As studies of low-grade gliomas suggest improved retention of neurocognition67 and reduced incidence of radiation-induced optic neuropathy (RION)68 when treating at 1.8 versus ≥2.0 Gy fractions, our preference is to use the lower dose/fraction. Typically, the CTV primary is treated to 45–50.4 Gy (a 5-week course of 1.8 Gy administered each week day). This is immediately followed by treatment of the CTV boost with an additional 14.4–9.0 Gy in 1.8 Gy daily fractions, such that the total prescribed dose is 59.4 Gy.

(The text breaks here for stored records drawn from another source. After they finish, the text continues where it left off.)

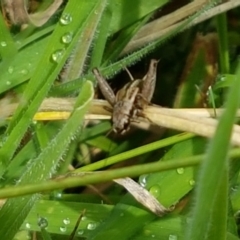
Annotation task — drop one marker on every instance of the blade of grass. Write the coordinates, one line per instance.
(56, 54)
(7, 45)
(111, 70)
(15, 210)
(213, 167)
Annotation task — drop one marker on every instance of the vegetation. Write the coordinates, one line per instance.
(57, 167)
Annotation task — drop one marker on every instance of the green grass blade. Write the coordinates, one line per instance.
(213, 167)
(15, 210)
(52, 61)
(7, 45)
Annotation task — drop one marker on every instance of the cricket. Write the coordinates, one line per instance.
(129, 101)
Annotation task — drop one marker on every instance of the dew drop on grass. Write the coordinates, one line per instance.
(155, 190)
(42, 222)
(80, 232)
(3, 44)
(66, 221)
(63, 229)
(143, 180)
(192, 182)
(66, 19)
(67, 38)
(10, 70)
(28, 225)
(172, 237)
(24, 71)
(91, 226)
(57, 55)
(180, 170)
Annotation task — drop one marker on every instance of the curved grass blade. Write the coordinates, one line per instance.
(15, 210)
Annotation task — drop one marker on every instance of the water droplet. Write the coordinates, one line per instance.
(3, 44)
(80, 232)
(155, 190)
(57, 55)
(180, 170)
(63, 229)
(234, 188)
(143, 180)
(42, 222)
(65, 19)
(172, 237)
(66, 221)
(91, 226)
(67, 38)
(28, 225)
(10, 69)
(24, 71)
(192, 182)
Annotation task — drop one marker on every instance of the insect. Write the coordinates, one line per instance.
(130, 100)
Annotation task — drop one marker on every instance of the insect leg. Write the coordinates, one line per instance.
(104, 87)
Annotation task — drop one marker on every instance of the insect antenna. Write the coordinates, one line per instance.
(129, 74)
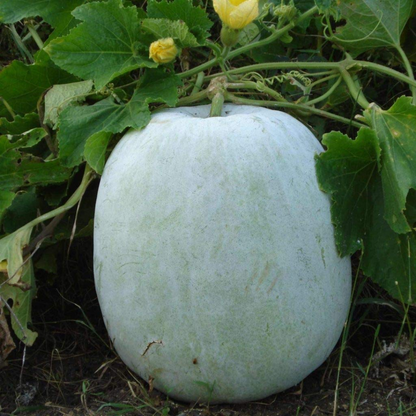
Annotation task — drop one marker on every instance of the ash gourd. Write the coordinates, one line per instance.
(214, 254)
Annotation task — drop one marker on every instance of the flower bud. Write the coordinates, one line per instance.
(229, 37)
(237, 14)
(163, 51)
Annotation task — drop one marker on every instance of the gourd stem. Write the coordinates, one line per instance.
(8, 107)
(409, 70)
(74, 198)
(274, 104)
(216, 106)
(327, 94)
(198, 83)
(244, 49)
(321, 65)
(355, 91)
(35, 35)
(250, 85)
(194, 98)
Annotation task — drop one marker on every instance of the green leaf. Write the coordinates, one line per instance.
(389, 257)
(61, 96)
(77, 124)
(248, 34)
(22, 85)
(11, 11)
(372, 23)
(177, 30)
(23, 210)
(6, 199)
(20, 286)
(19, 169)
(56, 13)
(396, 131)
(411, 208)
(95, 148)
(195, 18)
(20, 124)
(347, 171)
(107, 44)
(22, 304)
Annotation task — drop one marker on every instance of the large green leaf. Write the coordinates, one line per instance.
(348, 171)
(22, 85)
(61, 96)
(105, 45)
(389, 257)
(56, 13)
(77, 124)
(20, 124)
(195, 18)
(95, 148)
(19, 169)
(396, 131)
(372, 23)
(23, 210)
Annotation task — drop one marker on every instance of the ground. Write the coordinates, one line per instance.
(71, 370)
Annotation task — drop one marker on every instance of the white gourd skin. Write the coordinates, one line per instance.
(214, 254)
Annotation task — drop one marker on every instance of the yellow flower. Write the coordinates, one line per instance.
(237, 14)
(163, 51)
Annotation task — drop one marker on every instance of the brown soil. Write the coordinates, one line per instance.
(71, 371)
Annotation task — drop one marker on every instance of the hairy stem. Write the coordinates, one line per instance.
(198, 83)
(409, 70)
(274, 104)
(356, 92)
(327, 94)
(35, 35)
(216, 106)
(74, 198)
(347, 63)
(276, 35)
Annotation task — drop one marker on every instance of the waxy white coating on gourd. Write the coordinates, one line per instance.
(215, 260)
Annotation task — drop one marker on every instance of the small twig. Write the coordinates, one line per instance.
(45, 233)
(48, 138)
(2, 301)
(24, 262)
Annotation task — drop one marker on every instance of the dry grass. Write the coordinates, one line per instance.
(72, 369)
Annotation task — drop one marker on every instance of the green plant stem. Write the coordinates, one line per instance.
(321, 80)
(321, 65)
(198, 83)
(274, 104)
(409, 70)
(216, 105)
(246, 48)
(356, 92)
(35, 35)
(255, 86)
(326, 95)
(8, 107)
(191, 99)
(74, 198)
(281, 65)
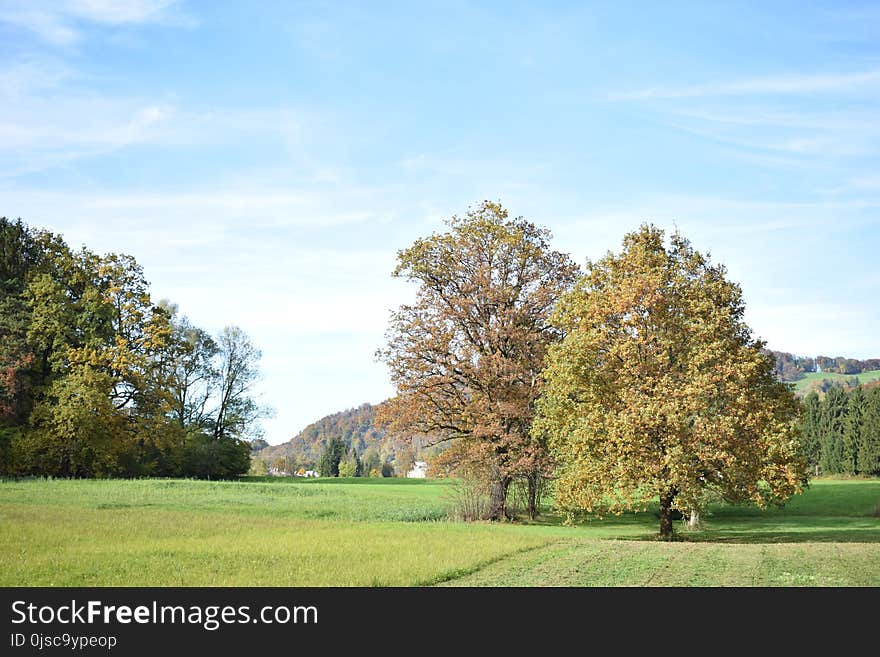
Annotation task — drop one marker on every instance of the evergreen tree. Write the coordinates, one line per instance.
(869, 445)
(831, 426)
(852, 429)
(811, 443)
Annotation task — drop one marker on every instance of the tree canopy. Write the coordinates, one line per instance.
(659, 390)
(98, 380)
(466, 356)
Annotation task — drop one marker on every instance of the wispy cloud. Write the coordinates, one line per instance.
(766, 86)
(59, 22)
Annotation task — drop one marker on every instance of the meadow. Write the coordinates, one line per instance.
(393, 532)
(804, 385)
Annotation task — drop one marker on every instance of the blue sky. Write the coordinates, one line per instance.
(264, 161)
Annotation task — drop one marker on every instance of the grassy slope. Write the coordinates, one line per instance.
(386, 532)
(802, 385)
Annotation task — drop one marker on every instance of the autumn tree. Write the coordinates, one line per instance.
(466, 356)
(193, 376)
(660, 390)
(238, 409)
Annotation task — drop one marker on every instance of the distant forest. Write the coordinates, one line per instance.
(840, 432)
(375, 448)
(793, 368)
(374, 451)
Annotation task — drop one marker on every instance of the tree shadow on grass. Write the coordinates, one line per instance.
(730, 528)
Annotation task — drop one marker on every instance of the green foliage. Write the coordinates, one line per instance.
(328, 464)
(98, 381)
(659, 389)
(841, 432)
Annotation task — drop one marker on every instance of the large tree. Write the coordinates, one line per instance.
(466, 356)
(238, 409)
(659, 389)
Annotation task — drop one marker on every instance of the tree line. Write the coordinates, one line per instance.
(792, 368)
(841, 431)
(98, 380)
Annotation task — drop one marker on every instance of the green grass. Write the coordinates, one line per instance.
(803, 386)
(363, 532)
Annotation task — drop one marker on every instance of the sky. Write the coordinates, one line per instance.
(264, 161)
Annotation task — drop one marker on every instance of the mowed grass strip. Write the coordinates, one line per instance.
(279, 532)
(652, 563)
(61, 546)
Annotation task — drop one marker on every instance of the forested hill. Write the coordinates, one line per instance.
(791, 368)
(354, 426)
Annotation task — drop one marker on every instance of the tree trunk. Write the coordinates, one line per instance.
(498, 499)
(533, 495)
(666, 529)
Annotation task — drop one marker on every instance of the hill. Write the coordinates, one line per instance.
(821, 381)
(355, 426)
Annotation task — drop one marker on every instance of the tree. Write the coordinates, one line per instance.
(466, 356)
(831, 428)
(328, 465)
(811, 438)
(405, 459)
(869, 448)
(350, 466)
(659, 390)
(853, 426)
(237, 412)
(193, 376)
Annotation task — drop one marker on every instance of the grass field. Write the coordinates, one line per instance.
(368, 532)
(802, 386)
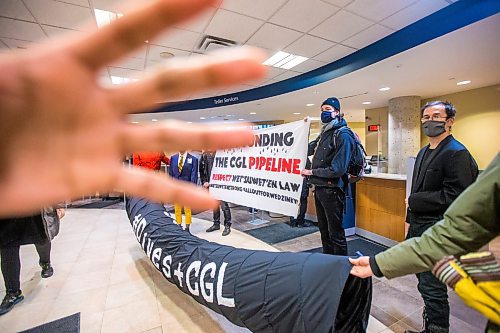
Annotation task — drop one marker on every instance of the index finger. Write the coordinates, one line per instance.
(172, 135)
(132, 30)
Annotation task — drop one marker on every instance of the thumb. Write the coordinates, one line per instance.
(354, 261)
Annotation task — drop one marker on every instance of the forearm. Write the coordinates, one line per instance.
(469, 223)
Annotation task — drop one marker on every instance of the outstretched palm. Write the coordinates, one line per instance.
(64, 135)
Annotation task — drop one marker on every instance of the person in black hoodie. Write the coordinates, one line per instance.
(206, 164)
(332, 152)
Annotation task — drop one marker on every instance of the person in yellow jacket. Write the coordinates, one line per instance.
(471, 221)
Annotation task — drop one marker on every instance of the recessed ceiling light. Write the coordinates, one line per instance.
(284, 60)
(166, 55)
(104, 17)
(121, 80)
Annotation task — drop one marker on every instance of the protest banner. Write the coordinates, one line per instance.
(265, 175)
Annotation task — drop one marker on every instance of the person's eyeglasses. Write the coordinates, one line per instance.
(433, 117)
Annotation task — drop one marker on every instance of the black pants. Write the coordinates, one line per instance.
(329, 210)
(11, 263)
(226, 211)
(434, 293)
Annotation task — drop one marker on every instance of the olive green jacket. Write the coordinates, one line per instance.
(471, 221)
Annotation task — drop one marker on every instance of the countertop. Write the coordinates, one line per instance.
(391, 176)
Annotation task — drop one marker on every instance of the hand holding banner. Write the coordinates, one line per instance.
(265, 175)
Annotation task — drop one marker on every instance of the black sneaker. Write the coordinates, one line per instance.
(47, 270)
(10, 300)
(227, 230)
(215, 226)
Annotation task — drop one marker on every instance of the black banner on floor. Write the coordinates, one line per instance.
(263, 291)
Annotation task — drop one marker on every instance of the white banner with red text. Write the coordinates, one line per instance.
(265, 175)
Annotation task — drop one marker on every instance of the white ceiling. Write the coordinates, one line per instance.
(323, 30)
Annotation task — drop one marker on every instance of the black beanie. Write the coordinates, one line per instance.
(332, 101)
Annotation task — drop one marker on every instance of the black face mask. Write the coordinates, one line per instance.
(326, 116)
(433, 128)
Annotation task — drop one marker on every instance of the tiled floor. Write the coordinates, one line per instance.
(101, 271)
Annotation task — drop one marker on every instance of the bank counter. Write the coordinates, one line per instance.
(380, 207)
(375, 208)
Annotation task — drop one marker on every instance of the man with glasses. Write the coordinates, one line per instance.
(443, 169)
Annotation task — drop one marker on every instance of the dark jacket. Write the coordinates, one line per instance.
(189, 171)
(438, 181)
(206, 164)
(331, 159)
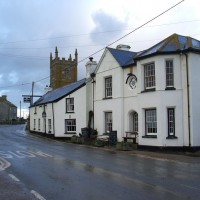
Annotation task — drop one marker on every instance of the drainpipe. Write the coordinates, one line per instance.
(53, 119)
(188, 97)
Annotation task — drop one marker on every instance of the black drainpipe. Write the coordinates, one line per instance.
(188, 97)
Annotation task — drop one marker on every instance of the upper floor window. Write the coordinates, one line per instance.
(108, 87)
(108, 121)
(149, 76)
(70, 105)
(151, 122)
(49, 125)
(38, 124)
(171, 121)
(169, 73)
(34, 124)
(70, 125)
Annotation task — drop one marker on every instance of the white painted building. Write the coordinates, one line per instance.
(61, 112)
(154, 93)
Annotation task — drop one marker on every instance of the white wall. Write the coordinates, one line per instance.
(79, 113)
(194, 82)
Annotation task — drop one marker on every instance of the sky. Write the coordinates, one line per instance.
(31, 29)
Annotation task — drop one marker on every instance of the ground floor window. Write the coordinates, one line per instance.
(34, 124)
(171, 121)
(70, 125)
(108, 121)
(150, 122)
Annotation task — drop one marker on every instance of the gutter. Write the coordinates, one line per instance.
(188, 98)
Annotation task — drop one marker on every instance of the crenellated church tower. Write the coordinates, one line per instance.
(62, 71)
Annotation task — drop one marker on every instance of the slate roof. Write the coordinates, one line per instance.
(172, 44)
(124, 58)
(4, 100)
(59, 93)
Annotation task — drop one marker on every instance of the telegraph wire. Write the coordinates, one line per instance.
(139, 27)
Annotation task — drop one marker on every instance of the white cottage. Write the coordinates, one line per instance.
(63, 112)
(153, 93)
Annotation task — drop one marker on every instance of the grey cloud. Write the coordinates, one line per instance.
(107, 28)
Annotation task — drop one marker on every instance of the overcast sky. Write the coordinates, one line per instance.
(30, 30)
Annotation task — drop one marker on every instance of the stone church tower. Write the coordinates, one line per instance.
(62, 71)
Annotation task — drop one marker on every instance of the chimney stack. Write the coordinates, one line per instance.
(90, 67)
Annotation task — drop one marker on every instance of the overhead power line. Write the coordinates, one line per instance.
(119, 38)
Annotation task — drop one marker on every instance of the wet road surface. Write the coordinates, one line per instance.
(54, 170)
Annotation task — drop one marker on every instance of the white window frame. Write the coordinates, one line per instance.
(69, 105)
(70, 126)
(108, 121)
(171, 121)
(149, 76)
(151, 121)
(34, 124)
(108, 87)
(169, 69)
(39, 124)
(49, 125)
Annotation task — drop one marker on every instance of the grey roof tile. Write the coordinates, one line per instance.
(57, 94)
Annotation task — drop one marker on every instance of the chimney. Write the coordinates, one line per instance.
(123, 47)
(47, 89)
(90, 67)
(4, 97)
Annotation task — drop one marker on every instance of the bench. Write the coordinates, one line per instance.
(130, 136)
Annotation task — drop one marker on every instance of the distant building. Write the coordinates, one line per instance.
(62, 71)
(8, 111)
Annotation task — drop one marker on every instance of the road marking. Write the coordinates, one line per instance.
(4, 164)
(23, 154)
(14, 177)
(37, 195)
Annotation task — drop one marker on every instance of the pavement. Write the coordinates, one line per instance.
(12, 189)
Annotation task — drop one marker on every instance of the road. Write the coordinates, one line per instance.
(55, 170)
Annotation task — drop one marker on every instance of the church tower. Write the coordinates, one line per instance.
(62, 71)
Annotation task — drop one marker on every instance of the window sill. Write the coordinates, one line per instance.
(149, 136)
(171, 137)
(170, 88)
(149, 90)
(107, 98)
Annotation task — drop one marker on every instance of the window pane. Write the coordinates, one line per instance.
(108, 87)
(169, 73)
(70, 105)
(70, 125)
(149, 75)
(108, 121)
(171, 121)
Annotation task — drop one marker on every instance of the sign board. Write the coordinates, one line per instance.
(113, 138)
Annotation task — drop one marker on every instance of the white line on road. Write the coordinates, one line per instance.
(37, 195)
(4, 164)
(14, 177)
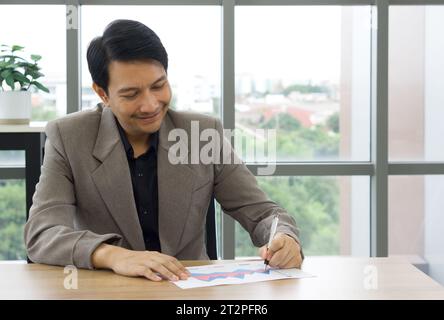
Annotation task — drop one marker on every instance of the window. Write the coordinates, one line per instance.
(12, 219)
(191, 36)
(332, 213)
(416, 94)
(47, 37)
(416, 221)
(305, 72)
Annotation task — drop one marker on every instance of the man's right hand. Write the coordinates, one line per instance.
(149, 264)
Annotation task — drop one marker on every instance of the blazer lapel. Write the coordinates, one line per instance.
(175, 185)
(113, 180)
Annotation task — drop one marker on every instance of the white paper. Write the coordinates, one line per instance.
(236, 273)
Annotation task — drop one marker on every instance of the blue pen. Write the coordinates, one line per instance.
(272, 234)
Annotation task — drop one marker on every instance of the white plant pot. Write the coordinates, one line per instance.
(15, 107)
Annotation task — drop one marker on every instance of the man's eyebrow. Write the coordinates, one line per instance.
(126, 89)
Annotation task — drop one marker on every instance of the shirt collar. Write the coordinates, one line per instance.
(154, 140)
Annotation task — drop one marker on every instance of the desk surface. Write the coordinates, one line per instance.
(336, 278)
(35, 126)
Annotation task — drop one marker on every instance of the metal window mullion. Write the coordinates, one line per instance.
(227, 106)
(12, 172)
(379, 136)
(73, 56)
(416, 2)
(303, 2)
(416, 168)
(152, 2)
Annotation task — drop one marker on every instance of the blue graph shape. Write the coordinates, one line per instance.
(238, 273)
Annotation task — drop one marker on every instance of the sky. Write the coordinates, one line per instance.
(299, 43)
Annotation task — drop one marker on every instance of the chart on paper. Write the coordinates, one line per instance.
(236, 273)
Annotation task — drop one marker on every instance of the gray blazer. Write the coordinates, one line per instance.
(84, 196)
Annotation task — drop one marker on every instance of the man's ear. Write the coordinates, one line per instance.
(101, 93)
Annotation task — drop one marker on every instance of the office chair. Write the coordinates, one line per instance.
(210, 231)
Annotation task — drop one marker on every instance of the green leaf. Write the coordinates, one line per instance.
(21, 78)
(40, 86)
(36, 57)
(34, 74)
(6, 73)
(10, 81)
(17, 48)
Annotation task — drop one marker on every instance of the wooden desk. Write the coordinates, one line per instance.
(337, 278)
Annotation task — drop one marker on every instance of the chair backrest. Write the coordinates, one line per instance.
(211, 231)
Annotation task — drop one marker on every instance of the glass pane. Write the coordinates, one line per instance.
(332, 213)
(12, 219)
(12, 158)
(416, 222)
(194, 50)
(47, 38)
(305, 71)
(416, 95)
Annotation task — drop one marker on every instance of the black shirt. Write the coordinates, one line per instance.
(144, 180)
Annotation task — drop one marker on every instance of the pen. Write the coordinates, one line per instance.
(272, 233)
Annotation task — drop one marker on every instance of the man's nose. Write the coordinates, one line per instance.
(149, 103)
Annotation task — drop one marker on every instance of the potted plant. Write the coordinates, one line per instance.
(17, 76)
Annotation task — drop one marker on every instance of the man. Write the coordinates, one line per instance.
(109, 197)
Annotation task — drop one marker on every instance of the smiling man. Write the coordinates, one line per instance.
(108, 196)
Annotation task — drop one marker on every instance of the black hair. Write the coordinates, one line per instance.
(123, 40)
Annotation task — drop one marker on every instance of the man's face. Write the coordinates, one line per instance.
(138, 94)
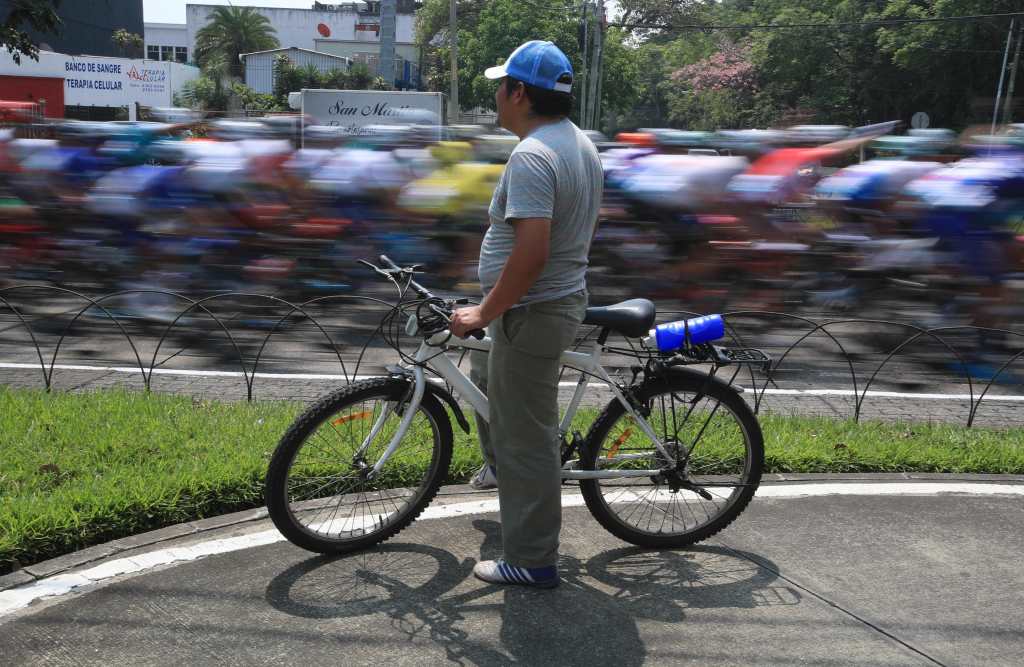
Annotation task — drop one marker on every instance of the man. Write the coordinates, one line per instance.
(532, 273)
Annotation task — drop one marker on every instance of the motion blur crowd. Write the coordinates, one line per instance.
(927, 225)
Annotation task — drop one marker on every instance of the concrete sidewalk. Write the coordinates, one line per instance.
(948, 404)
(851, 571)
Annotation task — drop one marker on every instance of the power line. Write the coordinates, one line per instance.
(852, 24)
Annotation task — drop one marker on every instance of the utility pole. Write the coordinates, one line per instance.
(596, 103)
(1003, 72)
(583, 75)
(454, 46)
(595, 68)
(1008, 106)
(386, 67)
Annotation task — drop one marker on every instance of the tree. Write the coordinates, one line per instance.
(40, 15)
(252, 100)
(232, 31)
(202, 93)
(128, 43)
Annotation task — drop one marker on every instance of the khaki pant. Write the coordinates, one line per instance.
(520, 378)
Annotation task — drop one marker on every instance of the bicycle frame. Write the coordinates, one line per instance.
(432, 352)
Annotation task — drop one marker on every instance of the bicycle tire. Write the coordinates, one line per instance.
(300, 518)
(735, 423)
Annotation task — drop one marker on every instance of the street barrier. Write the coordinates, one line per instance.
(856, 353)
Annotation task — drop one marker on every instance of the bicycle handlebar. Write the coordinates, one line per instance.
(422, 291)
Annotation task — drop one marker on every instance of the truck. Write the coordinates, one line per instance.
(359, 112)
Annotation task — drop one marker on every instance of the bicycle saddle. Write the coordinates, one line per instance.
(633, 318)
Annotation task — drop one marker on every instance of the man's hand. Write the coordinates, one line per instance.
(466, 320)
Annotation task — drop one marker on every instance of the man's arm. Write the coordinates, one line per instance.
(529, 254)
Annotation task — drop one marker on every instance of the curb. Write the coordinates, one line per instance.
(98, 552)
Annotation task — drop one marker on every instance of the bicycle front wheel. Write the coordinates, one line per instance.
(708, 428)
(322, 492)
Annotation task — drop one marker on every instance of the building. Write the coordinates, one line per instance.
(90, 86)
(168, 42)
(349, 30)
(88, 26)
(259, 66)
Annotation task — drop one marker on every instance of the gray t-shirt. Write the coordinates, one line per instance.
(553, 173)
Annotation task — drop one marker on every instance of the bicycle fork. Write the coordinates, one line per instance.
(412, 406)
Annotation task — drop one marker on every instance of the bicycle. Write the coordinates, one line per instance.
(358, 465)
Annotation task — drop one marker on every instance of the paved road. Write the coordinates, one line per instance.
(992, 411)
(817, 580)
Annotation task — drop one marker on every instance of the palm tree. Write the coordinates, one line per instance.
(232, 31)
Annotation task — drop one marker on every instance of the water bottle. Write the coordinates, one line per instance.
(674, 335)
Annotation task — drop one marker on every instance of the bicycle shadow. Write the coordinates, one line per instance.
(427, 592)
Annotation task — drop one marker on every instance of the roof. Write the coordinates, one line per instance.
(242, 56)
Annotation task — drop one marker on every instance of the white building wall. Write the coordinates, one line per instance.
(167, 34)
(163, 36)
(99, 81)
(259, 67)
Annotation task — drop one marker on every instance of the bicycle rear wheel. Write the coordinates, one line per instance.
(320, 491)
(704, 423)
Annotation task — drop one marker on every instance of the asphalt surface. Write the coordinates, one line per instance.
(918, 577)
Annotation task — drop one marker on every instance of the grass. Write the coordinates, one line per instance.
(78, 469)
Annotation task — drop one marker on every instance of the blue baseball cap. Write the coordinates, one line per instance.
(539, 64)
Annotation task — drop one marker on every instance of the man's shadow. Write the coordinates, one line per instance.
(594, 612)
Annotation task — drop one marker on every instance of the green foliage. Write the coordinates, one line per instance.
(836, 73)
(232, 31)
(202, 93)
(128, 43)
(252, 100)
(83, 468)
(40, 15)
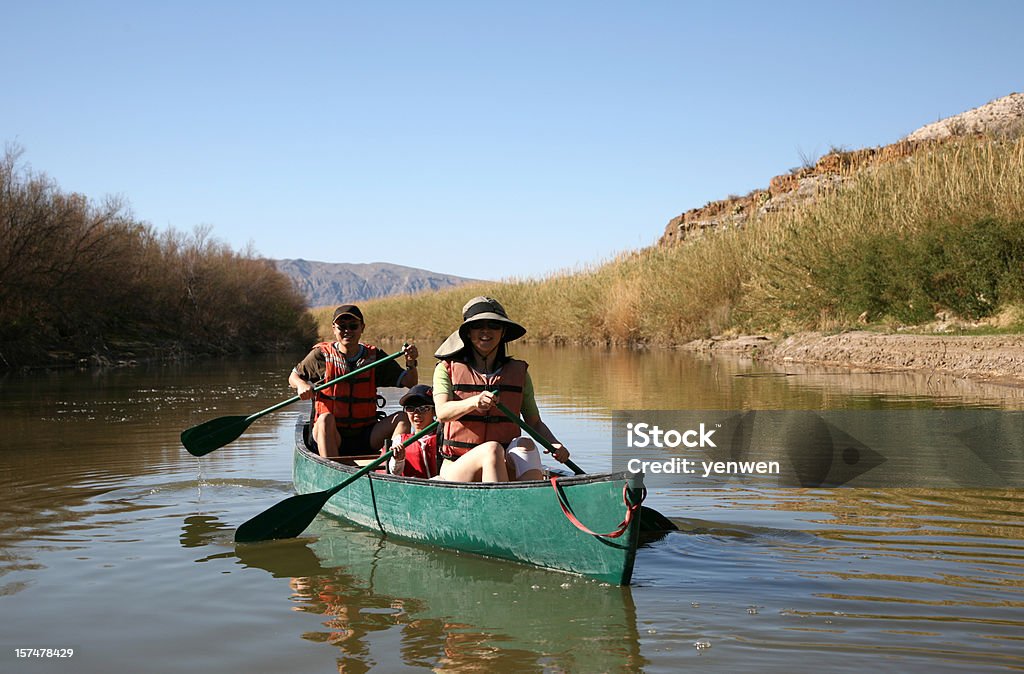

Because these CTV are often in close proximity to the brainstem and/or AVP, it is usually necessary to employ the 45/14.4 Gy primary/boost prescription in order to limit the dose to these critical structures, even when employing intensity-modulated techniques. The plans are carefully designed and the dose prescribed such that the prescription dose covers 95–98% of the CTV and the maximum dose to the parenchyma is less than 108% of the prescribed dose. When lesions are intimate contact with critical structures, it may be necessary to limit coverage in order to meet dose constraints, even when IMRT is employed. In these cases, our practice is to underdose the boost, administering an adequate dose to all interfaces between the target and critical structures during the primary phase of treatment. These above comments apply to design and selection of doses when we utilize the 46/14 Gy primary/boost regimen (20 × 2 Gy daily fractions to a total of 60 Gy) dictated by many multi-institutional protocols.